KIEV: Hundreds of angry demonstrators issued an ultimatum to the Ukrainian government on Sunday, demanding amnesty for fellow activists just hours after vacating city hall, the epicenter of a winter of protests.
“We are issuing an ultimatum to authorities — if they do not immediately announce the complete and unconditional rehabilitation (of protesters) in some 2,000 cases, we will retake city hall,” Andriy Illenko, a lawmaker from the nationalist opposition Svoboda (Freedom) party, told protesters.
“This ultimatum expires in several hours,” he warned, as around 500 protesters gathered in front of city hall, some wearing helmets and army jackets, hitting metal batons on the ground.
They had occupied the building since December as part of a movement that has rocked Ukraine for nearly three months over President Viktor Yanukovych’s decision to ditch a key EU trade pact in favor of closer ties with Russia.
But in a conciliatory gesture early Sunday, up to 700 protesters evacuated the building in response to a last-minute concession by the authorities who released all protesters detained in unrest on Friday.
City hall was eerily quiet inside, with many of the protesters’ drawings and photos still on the walls.
The evacuation of city hall was one of the conditions set in an amnesty law approved by Yanukovych early this month, promising to heed opposition demands to release detainees and drop charges against them.
Some protesters — including at least one disabled man and a retiree — have been charged with fomenting mass unrest, which carries a sentence of up to 15 years in jail.
In Brussels on Sunday, EU foreign policy chief Catherine Ashton hailed the release of the detainees but called on Kiev to drop all pending court cases against protesters.
“I expect such action to be taken without delay so as to facilitate the political dialogue in (Ukraine’s) parliament this week,” she said.
On Friday, just as negotiations between the warring parties had ground to a standstill, authorities unexpectedly announced they had freed all 234 people detained in the protest movement, prompting the evacuation in exchange.

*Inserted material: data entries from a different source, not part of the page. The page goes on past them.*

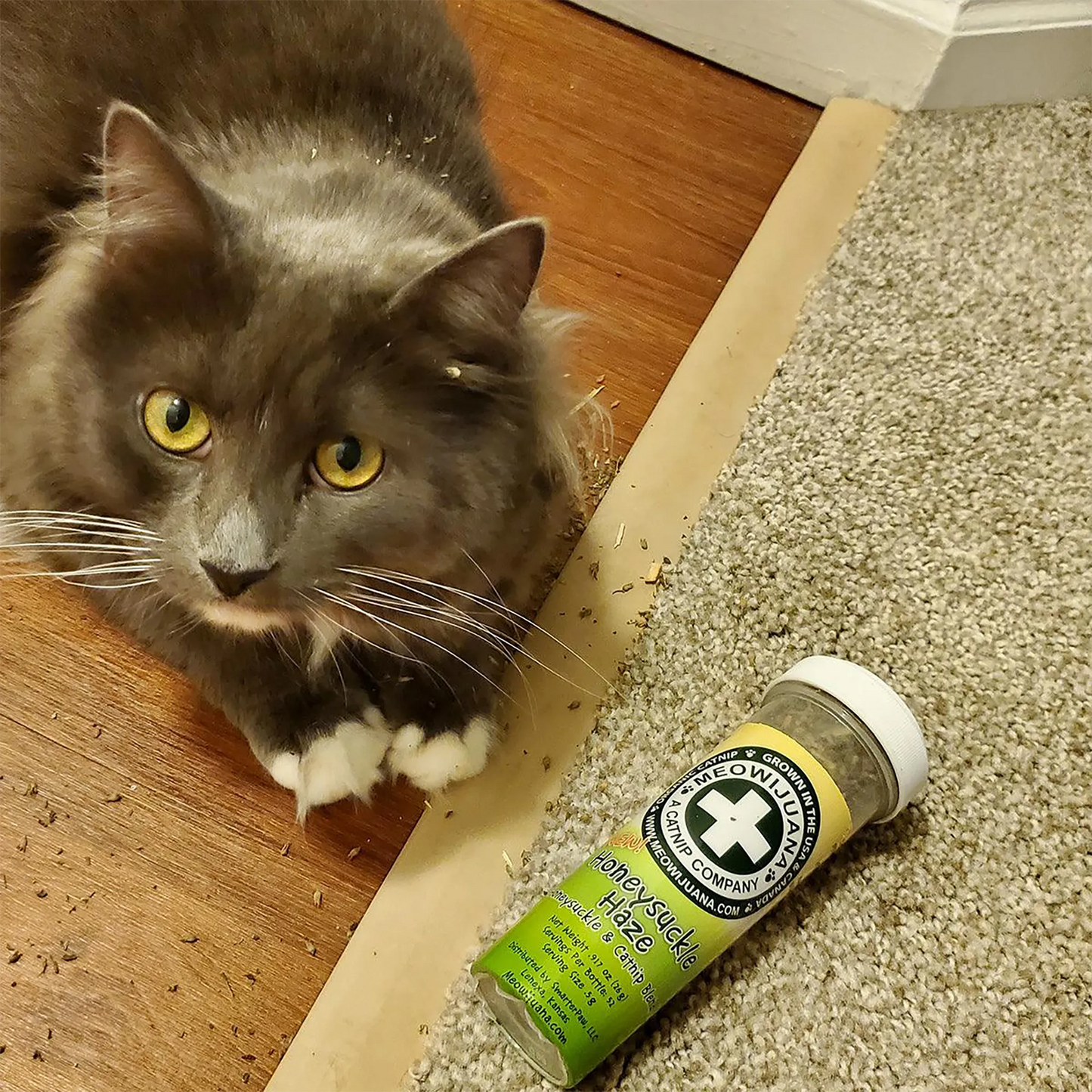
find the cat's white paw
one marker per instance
(346, 763)
(451, 756)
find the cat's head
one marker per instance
(283, 392)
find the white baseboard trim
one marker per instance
(903, 54)
(1015, 51)
(817, 49)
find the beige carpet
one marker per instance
(915, 493)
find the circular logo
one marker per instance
(735, 831)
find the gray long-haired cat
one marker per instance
(272, 380)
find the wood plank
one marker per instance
(390, 984)
(653, 169)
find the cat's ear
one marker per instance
(487, 284)
(155, 208)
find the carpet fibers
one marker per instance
(914, 493)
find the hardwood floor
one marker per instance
(161, 920)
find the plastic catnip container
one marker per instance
(831, 748)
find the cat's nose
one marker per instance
(234, 582)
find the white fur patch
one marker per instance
(243, 620)
(284, 769)
(432, 763)
(348, 763)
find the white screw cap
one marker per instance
(886, 716)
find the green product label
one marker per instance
(667, 893)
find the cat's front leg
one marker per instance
(314, 726)
(441, 716)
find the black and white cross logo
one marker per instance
(736, 824)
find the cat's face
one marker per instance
(277, 416)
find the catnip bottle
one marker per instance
(832, 747)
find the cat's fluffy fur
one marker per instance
(294, 224)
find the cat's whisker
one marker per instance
(46, 518)
(419, 637)
(500, 608)
(82, 547)
(466, 625)
(444, 611)
(322, 616)
(510, 648)
(506, 647)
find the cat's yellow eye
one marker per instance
(176, 424)
(350, 463)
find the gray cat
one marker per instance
(273, 383)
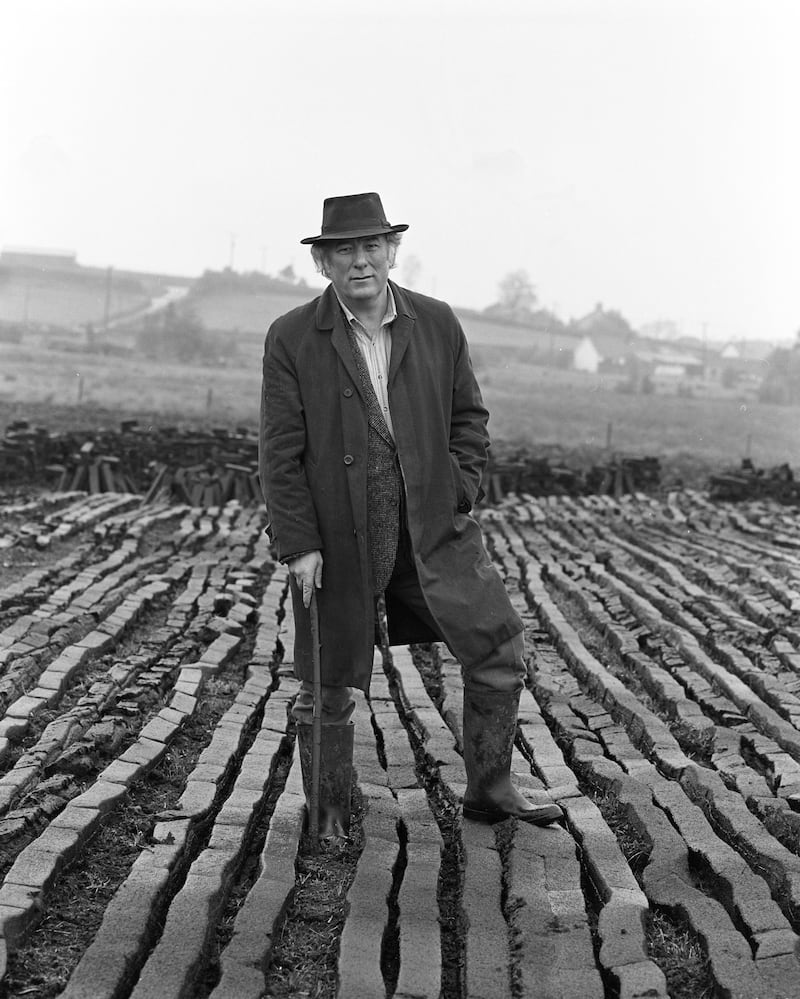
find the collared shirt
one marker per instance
(377, 351)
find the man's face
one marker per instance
(359, 269)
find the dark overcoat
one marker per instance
(312, 458)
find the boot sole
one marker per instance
(538, 817)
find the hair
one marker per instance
(319, 250)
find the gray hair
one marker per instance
(319, 251)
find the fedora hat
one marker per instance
(352, 215)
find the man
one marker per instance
(372, 449)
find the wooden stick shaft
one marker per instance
(316, 721)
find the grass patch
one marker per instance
(676, 949)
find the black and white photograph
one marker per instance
(399, 499)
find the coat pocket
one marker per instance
(462, 504)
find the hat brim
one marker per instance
(353, 234)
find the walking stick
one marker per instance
(316, 723)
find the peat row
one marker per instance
(152, 817)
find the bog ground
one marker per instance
(151, 809)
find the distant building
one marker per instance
(610, 333)
(545, 340)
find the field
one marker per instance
(541, 407)
(151, 807)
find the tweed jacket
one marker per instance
(313, 453)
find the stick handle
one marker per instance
(316, 722)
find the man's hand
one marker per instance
(306, 570)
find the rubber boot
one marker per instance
(490, 726)
(335, 776)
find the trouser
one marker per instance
(502, 670)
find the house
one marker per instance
(744, 364)
(658, 366)
(611, 335)
(543, 339)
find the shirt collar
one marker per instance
(389, 315)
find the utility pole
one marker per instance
(107, 305)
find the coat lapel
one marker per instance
(402, 329)
(329, 317)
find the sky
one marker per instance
(642, 154)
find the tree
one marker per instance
(516, 296)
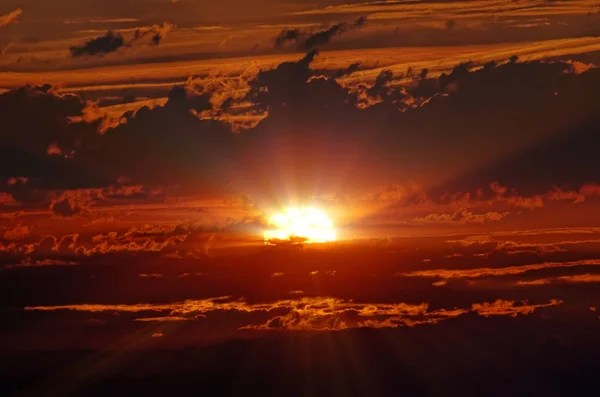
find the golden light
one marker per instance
(308, 223)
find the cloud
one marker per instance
(156, 33)
(307, 314)
(11, 17)
(323, 37)
(308, 123)
(16, 233)
(308, 39)
(510, 308)
(577, 278)
(462, 216)
(72, 202)
(496, 272)
(108, 43)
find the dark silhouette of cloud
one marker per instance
(308, 39)
(108, 43)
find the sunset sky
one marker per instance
(144, 145)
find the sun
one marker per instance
(309, 224)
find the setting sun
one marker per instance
(309, 223)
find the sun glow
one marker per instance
(310, 224)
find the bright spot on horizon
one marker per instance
(309, 223)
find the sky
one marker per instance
(145, 145)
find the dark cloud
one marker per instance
(308, 39)
(10, 17)
(108, 43)
(287, 35)
(396, 129)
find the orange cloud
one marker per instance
(510, 308)
(10, 17)
(309, 314)
(496, 272)
(462, 216)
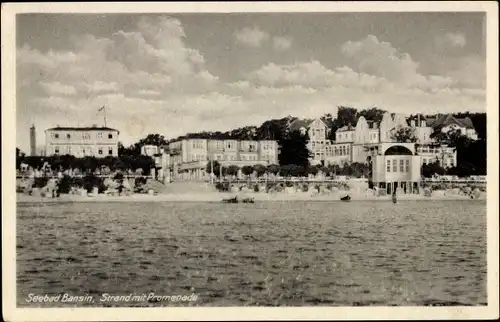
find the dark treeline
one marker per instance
(292, 145)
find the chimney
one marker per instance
(32, 140)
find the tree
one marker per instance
(294, 150)
(273, 168)
(292, 170)
(404, 135)
(312, 170)
(346, 115)
(462, 170)
(373, 114)
(215, 167)
(428, 170)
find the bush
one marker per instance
(40, 182)
(65, 184)
(222, 186)
(91, 181)
(140, 181)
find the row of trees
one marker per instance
(291, 170)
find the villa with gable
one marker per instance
(365, 139)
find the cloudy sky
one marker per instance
(173, 74)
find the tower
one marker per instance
(32, 140)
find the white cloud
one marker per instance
(451, 39)
(57, 88)
(251, 37)
(153, 82)
(100, 86)
(282, 43)
(378, 58)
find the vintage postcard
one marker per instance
(228, 161)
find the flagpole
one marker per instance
(104, 115)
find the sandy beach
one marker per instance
(216, 197)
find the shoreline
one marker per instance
(217, 197)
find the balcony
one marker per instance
(174, 151)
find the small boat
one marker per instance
(248, 200)
(230, 200)
(346, 198)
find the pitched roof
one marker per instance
(467, 122)
(448, 119)
(85, 128)
(298, 124)
(346, 128)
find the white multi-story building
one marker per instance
(448, 122)
(91, 141)
(318, 133)
(360, 142)
(188, 158)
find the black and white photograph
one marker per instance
(246, 159)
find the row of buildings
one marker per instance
(364, 142)
(357, 143)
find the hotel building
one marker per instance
(92, 141)
(188, 158)
(355, 143)
(318, 132)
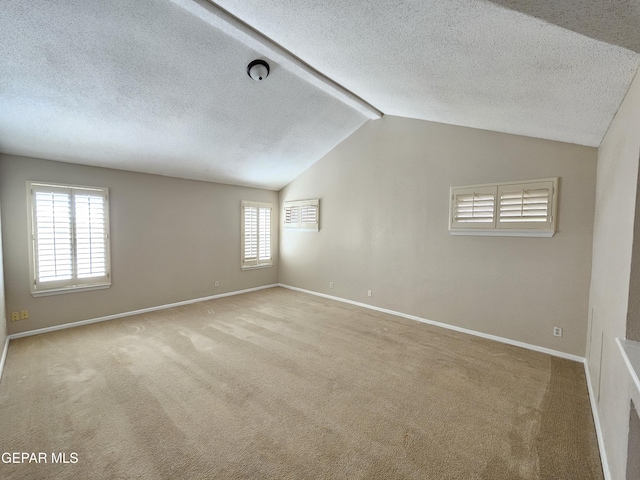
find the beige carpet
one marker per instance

But many taking part in a mass rally on Sunday near city hall were unhappy with the decision.
“It’s a bad decision… We can’t trust the authorities, they’re crooks. The opposition is making a big mistake,” said Volodymyr Penkivski, a 56-year-old protester who had come from northern Ukraine.
“Yanukovych will take other (protesters) hostage. We can’t beat a retreat. Otherwise we will all go to prison.”
Speaking at the rally on Independence Square, Arseniy Yatsenyuk, an opposition leader, said that unless all charges against protesters are dropped, “we will launch a peaceful offensive.” He did not elaborate.
The opposition has also agreed to vacate part of Grushevsky Street, where deadly riots took place in late January, to allow traffic to move freely.
On Sunday, an opening had been carved out in one of the street’s barricades, but this was fiercely guarded by a row of protesters in combat gear.
Nearby, opportunistic vendors sold calendars and magnets depicting scenes of the months-long protest.
The opposition still has a host of unmet demands, including a major reform of the constitution to reduce presidential powers in favor of the government and parliament.
Protesters are still occupying several other public buildings in Kiev, as well as Independence Square, which has become a sprawling anti-government tent city protected on all sides by manned barricades.
The 600 to 700 Ukrainians who had camped out in city hall have since moved to the October Palace, a stately concert hall that has been under occupation for several months.
Ultimately, protesters want Yanukovych himself to leave.
Andreas Umland, a political scientist at Kyiv-Mohyla Academy in the Ukrainian capital, said the government and opposition were thought to be negotiating a form of power-sharing to be implemented before early presidential elections are held.
“For now the main question is whether Yanukovych will agree to power-sharing, what kind of power-sharing and how much power will be left to the office of the president,” he said.